Tidak hanya itu, tindakan aksi mencoret seragam sekolah adalah tindakan yang tidak manusiawi, dan cenderung mengarah kearah negatif, karena bisa saja menimbulkan efek yang tidak sesuai norma seorang terdidik. Saya melihat kejadian ini didaerah saya sendiri, ketika siswa dibeberapa sekolah dinyatakan lulus, maka siswa yang lulus ini melakukan aksi coret seragam sekolah, ditambah lagi aksi lempar minyak oli dan sebagainya yang dapat mengotori seragam sekolah.
Hal ini merupakan tindakan yang sama sekali tidak mencerminkan bahwa mereka yang lulus itu adalah orang yang memiliki prestasi dalam bidang akhlak. Kebiasaana ini menunjukkan akan ada bibit premanisme baru dalam lingkungan pergaulan remaja, mengapa saya katakan menjunjukkan akan adanya bibit premanisme? Kadang tanpa tidak disadari, aksi coret-ocretan dapat merambat ke aksi konfoi yang mengganggu pengguna jalan, dan memancing bentrok antar pengguna jalan, jika ini dibiarkan maka secara pasti menimbulkan perkelahian dan merusak arus lalu lintas.
Tidak hanya itu, saya baru saja menyaksikan aksi kelulusan, beberapa siswa berkumpul disetiap perempatan, mereka melempari kotoran, bahan bakar oli dan solar, air selokan, telur busuk, kepada siswa yang melewati tempat mereka. Hal ini sempat mengundang amarah pengguna jalan, karena ketika salah seorang siswa melintas dihadapan mereka, siswa yang ada diperempatan itu melemparkan berbagai macam bahan yang telah mereka siapkan.
AKibatnya, bukan teman mereka yang dilempari, melainkan pengendara beroda empat, kotoran mengenai badan mobil pengendara, air selokan, telur busuk, mengenai pengemudi, dan oli/solar menegenai ban mobil. AKibat kejadian ini, pemilik mobil naik pitam, turun dari mobil dan langsung melampiaskan kemarahannya kepada siswa yang berkumpul diperempatan itu.
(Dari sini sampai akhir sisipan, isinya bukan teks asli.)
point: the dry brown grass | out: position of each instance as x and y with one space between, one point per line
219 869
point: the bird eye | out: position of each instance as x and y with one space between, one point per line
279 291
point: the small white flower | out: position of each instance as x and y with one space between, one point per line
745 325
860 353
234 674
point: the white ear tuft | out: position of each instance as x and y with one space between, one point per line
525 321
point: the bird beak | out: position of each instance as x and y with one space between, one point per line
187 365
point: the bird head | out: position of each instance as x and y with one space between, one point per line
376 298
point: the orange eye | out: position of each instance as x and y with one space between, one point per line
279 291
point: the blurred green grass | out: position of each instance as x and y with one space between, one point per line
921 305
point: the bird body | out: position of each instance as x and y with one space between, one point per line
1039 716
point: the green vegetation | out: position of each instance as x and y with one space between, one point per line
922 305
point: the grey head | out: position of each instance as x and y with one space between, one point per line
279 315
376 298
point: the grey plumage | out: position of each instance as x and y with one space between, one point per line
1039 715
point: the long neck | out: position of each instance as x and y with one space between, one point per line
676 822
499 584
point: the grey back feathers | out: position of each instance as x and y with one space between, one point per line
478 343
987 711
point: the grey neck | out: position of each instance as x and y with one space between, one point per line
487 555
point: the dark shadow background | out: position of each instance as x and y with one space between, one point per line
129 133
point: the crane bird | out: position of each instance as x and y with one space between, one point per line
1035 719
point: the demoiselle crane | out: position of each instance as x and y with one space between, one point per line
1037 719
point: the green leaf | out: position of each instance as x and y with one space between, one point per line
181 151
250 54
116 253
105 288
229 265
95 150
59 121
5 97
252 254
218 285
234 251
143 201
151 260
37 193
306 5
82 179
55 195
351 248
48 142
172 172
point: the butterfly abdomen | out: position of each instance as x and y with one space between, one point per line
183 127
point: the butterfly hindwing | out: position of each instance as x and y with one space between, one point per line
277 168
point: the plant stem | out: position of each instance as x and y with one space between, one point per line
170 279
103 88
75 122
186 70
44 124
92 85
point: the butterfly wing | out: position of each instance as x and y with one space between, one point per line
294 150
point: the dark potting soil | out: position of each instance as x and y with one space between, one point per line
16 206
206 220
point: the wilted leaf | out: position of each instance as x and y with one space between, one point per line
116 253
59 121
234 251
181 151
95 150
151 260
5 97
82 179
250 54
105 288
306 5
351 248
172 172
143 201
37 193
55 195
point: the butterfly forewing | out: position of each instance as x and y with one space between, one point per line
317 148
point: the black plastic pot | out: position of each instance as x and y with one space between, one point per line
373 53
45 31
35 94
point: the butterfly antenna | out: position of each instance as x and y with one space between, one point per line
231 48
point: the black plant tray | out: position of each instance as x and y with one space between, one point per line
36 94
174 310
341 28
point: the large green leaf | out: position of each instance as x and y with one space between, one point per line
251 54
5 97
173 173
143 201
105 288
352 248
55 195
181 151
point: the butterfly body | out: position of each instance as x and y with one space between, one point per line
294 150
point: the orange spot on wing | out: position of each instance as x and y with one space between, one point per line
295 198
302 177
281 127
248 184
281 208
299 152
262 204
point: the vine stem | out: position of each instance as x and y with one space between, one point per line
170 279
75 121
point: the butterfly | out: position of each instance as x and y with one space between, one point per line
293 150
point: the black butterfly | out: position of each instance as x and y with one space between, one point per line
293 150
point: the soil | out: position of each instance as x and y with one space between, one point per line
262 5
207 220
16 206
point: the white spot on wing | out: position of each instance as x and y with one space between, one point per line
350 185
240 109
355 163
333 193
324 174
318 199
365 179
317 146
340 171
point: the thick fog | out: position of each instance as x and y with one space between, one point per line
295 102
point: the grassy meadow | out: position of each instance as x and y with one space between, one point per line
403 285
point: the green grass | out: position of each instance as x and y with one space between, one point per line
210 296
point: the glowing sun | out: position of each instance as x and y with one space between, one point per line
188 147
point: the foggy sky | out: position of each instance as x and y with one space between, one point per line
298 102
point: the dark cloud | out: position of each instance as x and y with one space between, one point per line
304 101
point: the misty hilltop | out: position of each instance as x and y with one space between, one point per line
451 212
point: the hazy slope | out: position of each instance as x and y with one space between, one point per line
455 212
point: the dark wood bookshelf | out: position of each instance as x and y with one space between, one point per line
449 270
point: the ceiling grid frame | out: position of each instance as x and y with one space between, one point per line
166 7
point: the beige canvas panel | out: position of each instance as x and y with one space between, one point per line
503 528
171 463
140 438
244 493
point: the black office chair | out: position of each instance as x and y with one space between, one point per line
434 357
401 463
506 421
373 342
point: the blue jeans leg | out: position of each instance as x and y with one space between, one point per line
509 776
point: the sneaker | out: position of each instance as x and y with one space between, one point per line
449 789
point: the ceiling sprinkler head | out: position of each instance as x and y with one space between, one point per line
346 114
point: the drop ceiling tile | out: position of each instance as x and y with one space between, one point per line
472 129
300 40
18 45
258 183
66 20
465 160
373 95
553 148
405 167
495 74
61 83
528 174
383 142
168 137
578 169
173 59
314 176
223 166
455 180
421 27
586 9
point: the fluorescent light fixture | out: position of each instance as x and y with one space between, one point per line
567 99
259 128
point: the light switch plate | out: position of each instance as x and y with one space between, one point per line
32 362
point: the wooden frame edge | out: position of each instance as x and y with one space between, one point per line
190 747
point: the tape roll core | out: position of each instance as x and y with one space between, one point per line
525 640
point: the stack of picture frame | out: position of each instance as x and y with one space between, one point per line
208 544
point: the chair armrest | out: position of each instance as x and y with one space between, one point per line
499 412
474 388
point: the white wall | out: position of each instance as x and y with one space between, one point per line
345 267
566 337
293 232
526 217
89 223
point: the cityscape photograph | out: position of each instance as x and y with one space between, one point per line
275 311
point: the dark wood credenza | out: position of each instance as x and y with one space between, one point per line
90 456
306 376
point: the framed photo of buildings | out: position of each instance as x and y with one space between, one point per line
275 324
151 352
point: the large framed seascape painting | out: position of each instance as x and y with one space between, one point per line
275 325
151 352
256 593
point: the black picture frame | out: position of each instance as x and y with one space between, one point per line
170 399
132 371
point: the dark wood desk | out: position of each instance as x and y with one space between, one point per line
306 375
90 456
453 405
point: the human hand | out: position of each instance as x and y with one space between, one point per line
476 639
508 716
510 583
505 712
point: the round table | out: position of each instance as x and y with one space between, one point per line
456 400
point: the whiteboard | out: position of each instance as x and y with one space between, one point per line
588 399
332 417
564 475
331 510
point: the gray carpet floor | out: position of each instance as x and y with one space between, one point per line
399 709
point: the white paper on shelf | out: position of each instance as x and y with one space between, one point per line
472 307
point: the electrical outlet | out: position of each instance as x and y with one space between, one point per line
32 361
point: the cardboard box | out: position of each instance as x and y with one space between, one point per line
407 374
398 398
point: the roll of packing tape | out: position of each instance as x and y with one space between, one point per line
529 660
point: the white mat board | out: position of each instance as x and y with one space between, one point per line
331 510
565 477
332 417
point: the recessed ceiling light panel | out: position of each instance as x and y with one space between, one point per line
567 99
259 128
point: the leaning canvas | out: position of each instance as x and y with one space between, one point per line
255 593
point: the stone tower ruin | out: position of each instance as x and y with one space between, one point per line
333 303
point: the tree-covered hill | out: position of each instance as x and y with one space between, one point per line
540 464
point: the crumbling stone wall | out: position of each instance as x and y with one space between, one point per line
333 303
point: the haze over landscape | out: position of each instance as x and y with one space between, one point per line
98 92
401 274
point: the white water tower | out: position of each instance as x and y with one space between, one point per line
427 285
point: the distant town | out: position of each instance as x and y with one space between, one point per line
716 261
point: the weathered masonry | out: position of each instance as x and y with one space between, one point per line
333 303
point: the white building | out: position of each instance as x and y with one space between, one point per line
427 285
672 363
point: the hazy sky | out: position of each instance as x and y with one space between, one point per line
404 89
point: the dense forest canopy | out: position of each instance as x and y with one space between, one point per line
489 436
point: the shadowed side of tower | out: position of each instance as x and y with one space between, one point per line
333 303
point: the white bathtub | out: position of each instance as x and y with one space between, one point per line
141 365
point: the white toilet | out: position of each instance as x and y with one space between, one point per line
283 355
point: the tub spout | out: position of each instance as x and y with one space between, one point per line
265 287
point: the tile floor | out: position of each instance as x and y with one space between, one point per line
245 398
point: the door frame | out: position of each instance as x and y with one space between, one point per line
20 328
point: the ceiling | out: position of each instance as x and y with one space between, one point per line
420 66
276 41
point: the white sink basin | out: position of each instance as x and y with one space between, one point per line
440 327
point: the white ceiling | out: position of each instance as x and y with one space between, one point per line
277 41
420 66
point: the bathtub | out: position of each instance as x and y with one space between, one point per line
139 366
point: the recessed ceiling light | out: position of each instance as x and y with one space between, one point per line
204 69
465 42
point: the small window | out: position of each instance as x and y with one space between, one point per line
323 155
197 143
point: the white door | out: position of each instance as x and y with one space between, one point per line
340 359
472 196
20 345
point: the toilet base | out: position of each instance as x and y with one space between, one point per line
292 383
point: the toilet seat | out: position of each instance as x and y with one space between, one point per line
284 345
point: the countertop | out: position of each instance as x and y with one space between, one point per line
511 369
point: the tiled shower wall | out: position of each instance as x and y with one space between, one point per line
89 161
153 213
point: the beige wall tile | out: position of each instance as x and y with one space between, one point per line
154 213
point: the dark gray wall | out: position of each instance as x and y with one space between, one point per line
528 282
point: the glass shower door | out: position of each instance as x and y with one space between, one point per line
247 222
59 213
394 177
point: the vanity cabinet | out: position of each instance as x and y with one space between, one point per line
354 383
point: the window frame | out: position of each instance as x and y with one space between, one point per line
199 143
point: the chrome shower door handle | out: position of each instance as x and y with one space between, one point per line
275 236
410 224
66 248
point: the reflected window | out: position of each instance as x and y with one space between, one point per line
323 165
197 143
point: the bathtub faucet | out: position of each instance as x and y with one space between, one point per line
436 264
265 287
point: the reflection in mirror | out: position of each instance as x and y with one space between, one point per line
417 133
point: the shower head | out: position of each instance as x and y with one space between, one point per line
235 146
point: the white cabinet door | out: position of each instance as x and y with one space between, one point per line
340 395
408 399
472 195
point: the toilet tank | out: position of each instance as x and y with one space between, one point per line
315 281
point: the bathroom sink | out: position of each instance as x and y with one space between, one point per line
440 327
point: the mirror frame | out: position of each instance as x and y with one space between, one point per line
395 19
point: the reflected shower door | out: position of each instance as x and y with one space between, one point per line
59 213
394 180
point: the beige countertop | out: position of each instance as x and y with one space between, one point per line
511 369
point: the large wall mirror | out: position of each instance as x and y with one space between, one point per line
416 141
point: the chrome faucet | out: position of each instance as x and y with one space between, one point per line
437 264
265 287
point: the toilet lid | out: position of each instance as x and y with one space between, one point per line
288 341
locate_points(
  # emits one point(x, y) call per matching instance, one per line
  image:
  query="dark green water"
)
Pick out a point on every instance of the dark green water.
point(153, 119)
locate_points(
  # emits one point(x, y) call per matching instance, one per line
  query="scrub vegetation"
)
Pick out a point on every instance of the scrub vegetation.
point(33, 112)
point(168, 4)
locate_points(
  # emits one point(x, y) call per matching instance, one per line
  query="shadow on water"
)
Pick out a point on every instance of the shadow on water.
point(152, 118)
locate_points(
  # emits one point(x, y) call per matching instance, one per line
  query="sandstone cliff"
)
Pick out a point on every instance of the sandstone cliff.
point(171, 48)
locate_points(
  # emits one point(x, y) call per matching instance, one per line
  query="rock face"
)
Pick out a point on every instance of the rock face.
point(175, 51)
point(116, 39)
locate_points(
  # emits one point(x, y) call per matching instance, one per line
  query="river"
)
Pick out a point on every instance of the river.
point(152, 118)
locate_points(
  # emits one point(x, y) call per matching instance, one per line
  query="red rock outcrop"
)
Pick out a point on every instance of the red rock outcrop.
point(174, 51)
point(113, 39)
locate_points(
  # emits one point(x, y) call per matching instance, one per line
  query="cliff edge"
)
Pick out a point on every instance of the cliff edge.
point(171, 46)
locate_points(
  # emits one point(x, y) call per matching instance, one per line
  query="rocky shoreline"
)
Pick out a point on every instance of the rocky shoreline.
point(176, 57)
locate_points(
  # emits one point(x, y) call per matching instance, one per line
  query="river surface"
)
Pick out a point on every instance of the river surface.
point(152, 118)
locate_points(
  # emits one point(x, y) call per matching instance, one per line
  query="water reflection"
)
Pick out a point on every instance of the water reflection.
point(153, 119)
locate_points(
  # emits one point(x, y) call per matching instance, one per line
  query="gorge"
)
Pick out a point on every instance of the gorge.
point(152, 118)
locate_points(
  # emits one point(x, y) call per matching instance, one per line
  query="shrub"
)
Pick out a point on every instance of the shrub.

Aksi anarkis pun terjadi, pengemudi mobil turun dan menampar keras anak-anak itu, bahkan tak tanggung-tanggung pemilik mobil itu melayangkan bogem mentahnya kepada salah seorang siswa yang dianggap memimpin aksi mereka. Sehingga siswa itu pun berlalu pergi meninggalkan lokasi perempatan sebelum warga sekitar berkumpul dan hendak mengusir mereka.
Ini sungguh melanggar kebenaran dan pendidkan yang diajarkan disekolah, bahwa siswa pada akhirnya menjadi buruk prilaku, hanya karena terlalu gembira karena dinyatakan lulus.
Pikirkan kembali apakah kelulusan itu diraih dengan perjuangan yang baik? Jika benar, untuk apa harus merusak corak almamater itu sendiri. Sekalipun bukan lagi sebagai siswa, tapi paling tidak tetap menghargai lembaga yang meluluskan Anda.
Daripada dirusak, dicoret, dilumuri berbagai macam partikel yang menodai kwalitas pakaian almamater Anda, baiknya berikanlah kepada mereka yang membutuhkan. Itu akan membuat Anda menjadi anak yang lebih baik.